Il food blogger, in base a questi dati, potrà formulare una strategia vincente ed ottimale per un ristorante: essi rivoluzioneranno il concetto di ristorazione, tramite la profonda analisi, il controllo e l’estrazione delle informazioni – comparandole poi con quelle ottenute dalle varie piattaforme di social network, dalle informazioni delle telecamere fuori da un’attività ristorativa (come, ad esempio, notare quante persone sostano davanti un ristorante) e dalle tessere fedeltà.

Al momento, in Italia la realtà lavorativa non è facile e ben presto con l’incrementarsi di queste nuove tecnologie si stima una perdita di ben 200mila posti di lavoro: l’economia, volente o nolente, cambierà, dunque dovranno cambiare anche le abitudini delle persone.

Probabilmente il ruolo più importante che potrà avere in futuro il food blogger sarà quello di conciliare la figura professionale dell’agricoltore con quella del ristoratore: un’attenzione sì per l’atmosfera, il design, l’estetica ma anche quella di incrementare la produzione, la coltivazione, la distribuzione e il consumo di cibo autentico, puro e genuino, senza l’aggiunta di qualsiasi antibiotico o colorante artificiale. Infatti, attualmente si nota un leggero incremento delle aziende di fast food che spingono i food influencer ad apparire nelle foto o scrivere articoli nei loro blog sponsorizzando ed incitando ad uno stile di vita che riteniamo non sia sano e sostenibile: ci auspichiamo, dunque, che in futuro questa tendenza vada a vacillare se non eliminarsi del tutto.
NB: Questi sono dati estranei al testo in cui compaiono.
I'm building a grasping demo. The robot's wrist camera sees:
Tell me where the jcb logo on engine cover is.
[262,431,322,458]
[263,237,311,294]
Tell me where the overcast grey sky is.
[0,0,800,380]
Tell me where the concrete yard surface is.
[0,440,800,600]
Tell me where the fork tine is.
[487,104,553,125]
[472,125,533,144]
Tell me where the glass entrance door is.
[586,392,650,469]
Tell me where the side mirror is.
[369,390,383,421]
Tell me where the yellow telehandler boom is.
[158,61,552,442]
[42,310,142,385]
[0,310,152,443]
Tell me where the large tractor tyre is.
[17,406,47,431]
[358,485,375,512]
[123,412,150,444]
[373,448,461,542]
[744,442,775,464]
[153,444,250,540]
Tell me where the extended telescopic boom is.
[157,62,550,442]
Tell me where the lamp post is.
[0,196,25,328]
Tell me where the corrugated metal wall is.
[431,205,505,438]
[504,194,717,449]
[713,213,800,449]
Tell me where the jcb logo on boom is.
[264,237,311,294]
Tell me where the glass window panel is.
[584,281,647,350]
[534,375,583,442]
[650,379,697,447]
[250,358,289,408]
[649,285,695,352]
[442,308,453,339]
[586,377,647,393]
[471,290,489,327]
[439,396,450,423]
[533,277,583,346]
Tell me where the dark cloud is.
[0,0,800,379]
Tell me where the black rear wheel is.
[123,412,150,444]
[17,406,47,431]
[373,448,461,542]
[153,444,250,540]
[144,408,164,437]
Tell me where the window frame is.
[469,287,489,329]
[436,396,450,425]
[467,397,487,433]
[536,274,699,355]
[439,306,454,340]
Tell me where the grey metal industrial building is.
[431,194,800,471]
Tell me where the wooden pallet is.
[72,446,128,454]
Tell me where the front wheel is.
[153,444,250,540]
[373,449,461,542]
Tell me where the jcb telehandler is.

In futuro i food blogger dovranno raccontare una storia anziché venderla tramite la sponsorizzazione di cibo, e speriamo si indirizzino verso uno stile di vita sano ed equilibrato, proponendosi ad i clienti come l’amico che riesce a consigliare i ristoranti ed i posti giusti e, insomma, a sembrare la persona della porta accanto di cui ci fidiamo.

Se ci pensiamo, infatti, il consiglio di un amico potrebbe rassomigliare esattamente ad una recensione o ad un commento su internet, ed è ciò esattamente a cui punta il food blogger.